Na rynek mogła wpłynąć wypowiedź sobotnia jednego z członków RPP.
Odchylenie od parytetu w poniedziałek rano wyniosło 3,35 proc. wobec 3,8 proc. w piątek na zamknięciu.
"Złoty otworzył się słabszy w odchyleniu. Nastąpił spadek wartości euro wobec dolara do 1,129 z 1,132 wieczorem w piątek" - powiedział Marek Zuber, główny ekonomista TMS.
"Dodatkowo negatywnie na rynek mogła podziałać wypowiedź członka RPP o groźbie wycofania kapitału zagranicznego z Polski w razie oddalenia perspektywy wejścia do strefy euro" - dodał.
Marek Dąbrowski, członek RPP w sobotnim wydaniu "Rzeczpospolitej" stwierdził, że w przypadku przesunięcia terminu wejścia do Unii Monetarnej inwestorzy zagraniczni mogą podejmować decyzje o wycofaniu kapitału, co przełożyłoby się na wzrost inflacji oraz spadek wartości złotego.
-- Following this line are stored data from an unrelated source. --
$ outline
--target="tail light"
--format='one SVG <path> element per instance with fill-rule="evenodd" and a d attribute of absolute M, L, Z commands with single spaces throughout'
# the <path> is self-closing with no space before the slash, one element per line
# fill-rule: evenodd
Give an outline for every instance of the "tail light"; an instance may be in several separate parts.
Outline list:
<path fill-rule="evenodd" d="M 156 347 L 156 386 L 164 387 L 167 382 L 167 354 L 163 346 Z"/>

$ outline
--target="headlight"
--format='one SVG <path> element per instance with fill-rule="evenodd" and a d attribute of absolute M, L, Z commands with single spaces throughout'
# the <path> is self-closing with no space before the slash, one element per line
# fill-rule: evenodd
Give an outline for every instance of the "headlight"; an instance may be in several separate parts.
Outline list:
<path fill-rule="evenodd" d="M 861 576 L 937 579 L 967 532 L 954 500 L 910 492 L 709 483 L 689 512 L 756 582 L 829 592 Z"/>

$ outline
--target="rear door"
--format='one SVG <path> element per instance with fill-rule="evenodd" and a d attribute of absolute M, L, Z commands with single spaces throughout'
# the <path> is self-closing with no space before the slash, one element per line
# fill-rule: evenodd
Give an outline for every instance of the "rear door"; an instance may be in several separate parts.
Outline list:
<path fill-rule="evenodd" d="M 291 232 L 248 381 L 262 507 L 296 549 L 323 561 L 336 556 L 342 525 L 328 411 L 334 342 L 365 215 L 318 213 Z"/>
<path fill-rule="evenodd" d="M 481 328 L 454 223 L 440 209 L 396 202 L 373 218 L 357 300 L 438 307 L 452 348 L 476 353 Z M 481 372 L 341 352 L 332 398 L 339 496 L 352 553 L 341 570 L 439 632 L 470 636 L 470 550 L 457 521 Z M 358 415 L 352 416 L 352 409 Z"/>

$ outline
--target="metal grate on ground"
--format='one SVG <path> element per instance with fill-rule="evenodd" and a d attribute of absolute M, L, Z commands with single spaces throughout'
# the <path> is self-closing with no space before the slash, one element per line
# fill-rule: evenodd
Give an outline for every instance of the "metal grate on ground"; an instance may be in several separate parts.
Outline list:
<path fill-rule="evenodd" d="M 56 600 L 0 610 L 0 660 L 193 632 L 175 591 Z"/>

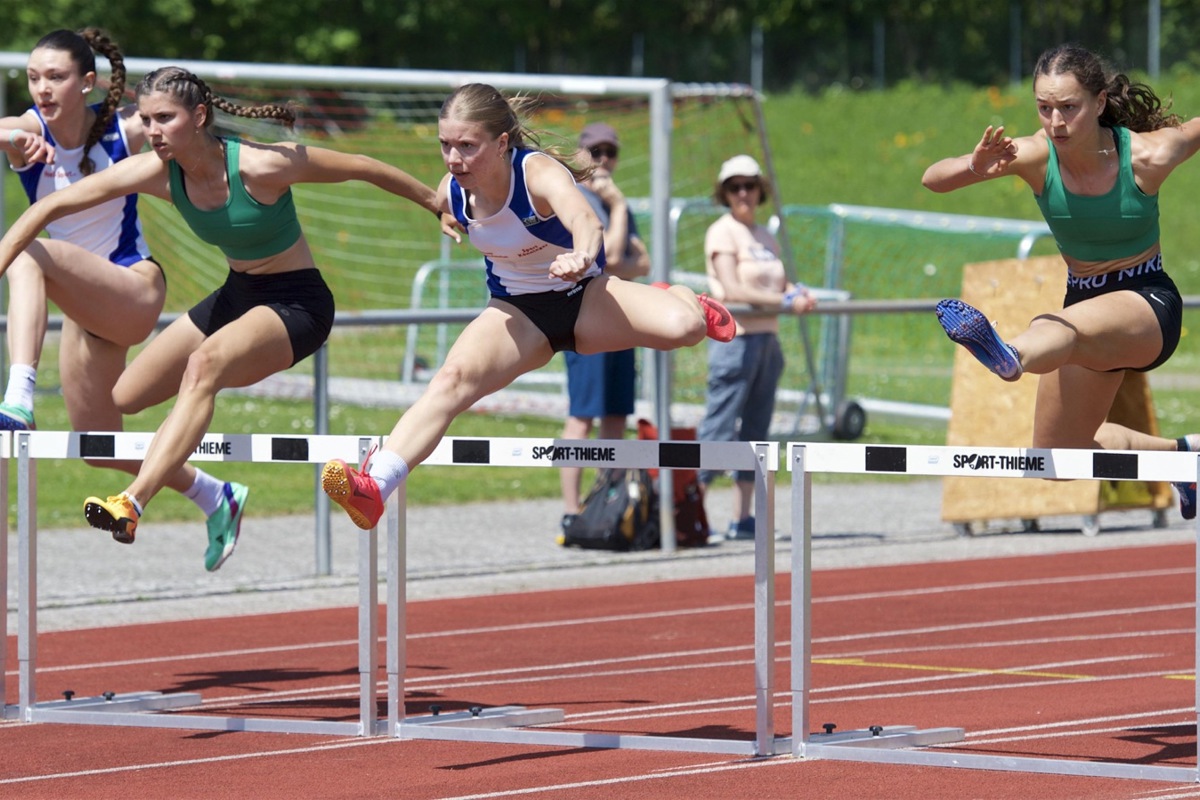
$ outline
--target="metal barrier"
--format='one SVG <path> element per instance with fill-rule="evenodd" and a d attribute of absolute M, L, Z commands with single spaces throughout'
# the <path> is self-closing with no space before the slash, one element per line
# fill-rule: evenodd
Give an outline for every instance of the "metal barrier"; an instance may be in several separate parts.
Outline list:
<path fill-rule="evenodd" d="M 388 522 L 388 732 L 401 739 L 503 742 L 561 747 L 726 753 L 771 756 L 790 742 L 775 735 L 775 471 L 778 446 L 748 442 L 674 442 L 565 439 L 443 439 L 422 468 L 437 465 L 507 467 L 629 467 L 641 469 L 739 469 L 755 473 L 754 692 L 755 738 L 699 739 L 530 729 L 565 719 L 561 709 L 502 706 L 479 713 L 404 717 L 405 606 L 404 495 L 389 505 Z M 391 517 L 394 516 L 394 519 Z"/>
<path fill-rule="evenodd" d="M 1200 770 L 1064 758 L 1019 758 L 911 749 L 958 741 L 961 728 L 919 731 L 910 726 L 874 726 L 866 731 L 810 733 L 812 694 L 812 475 L 937 475 L 991 478 L 1140 480 L 1191 482 L 1200 477 L 1200 455 L 1178 452 L 1023 449 L 998 447 L 788 445 L 792 472 L 792 753 L 801 758 L 910 764 L 934 767 L 1053 773 L 1196 783 Z M 1200 542 L 1200 519 L 1196 523 Z M 1200 558 L 1200 546 L 1197 547 Z M 1200 575 L 1200 564 L 1197 565 Z M 1197 587 L 1200 597 L 1200 585 Z M 1200 606 L 1198 606 L 1200 608 Z M 1200 614 L 1193 665 L 1200 665 Z M 1200 710 L 1200 682 L 1195 708 Z M 1200 722 L 1200 720 L 1198 720 Z M 957 736 L 957 738 L 955 738 Z"/>
<path fill-rule="evenodd" d="M 61 722 L 76 725 L 130 725 L 149 728 L 185 728 L 219 731 L 272 731 L 315 733 L 327 736 L 373 736 L 381 732 L 378 720 L 379 537 L 374 530 L 359 537 L 358 548 L 358 722 L 300 719 L 255 719 L 207 714 L 169 713 L 200 705 L 194 692 L 106 692 L 101 696 L 38 702 L 37 700 L 37 461 L 41 459 L 126 459 L 145 457 L 152 434 L 77 433 L 67 431 L 22 432 L 13 439 L 17 460 L 18 602 L 17 661 L 19 702 L 5 716 L 25 722 Z M 8 435 L 0 440 L 6 444 Z M 253 461 L 323 464 L 332 458 L 361 461 L 374 438 L 357 436 L 273 436 L 270 434 L 208 434 L 197 448 L 196 461 Z M 0 458 L 7 469 L 7 458 Z M 7 481 L 0 484 L 7 487 Z M 5 504 L 7 507 L 7 504 Z M 7 564 L 7 557 L 4 563 Z M 0 572 L 0 577 L 4 573 Z M 7 598 L 7 584 L 0 581 Z M 7 612 L 7 608 L 5 609 Z M 2 652 L 0 652 L 2 654 Z M 2 680 L 2 678 L 0 678 Z M 0 684 L 0 689 L 3 685 Z"/>

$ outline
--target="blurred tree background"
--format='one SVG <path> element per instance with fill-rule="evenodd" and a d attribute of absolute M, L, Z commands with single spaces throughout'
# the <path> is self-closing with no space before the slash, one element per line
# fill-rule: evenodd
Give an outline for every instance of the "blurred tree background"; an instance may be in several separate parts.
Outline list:
<path fill-rule="evenodd" d="M 1200 66 L 1196 0 L 0 0 L 0 18 L 0 49 L 11 51 L 54 28 L 98 25 L 130 56 L 653 76 L 767 91 L 1014 82 L 1064 41 L 1123 70 Z"/>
Dochodowość papierów na otwarciu pozostała na stabilnym poziomie. Spadek o 1 pb odnotowały obligacje pięcioletnie PS0608 do poziomu 5,29 proc. Natomiast rentowność dwulatki OK0805 i dziesięciolatki DS1013 wzrosła o 1 pb, odpowiednio do 4,85 proc. oraz 5,52 proc.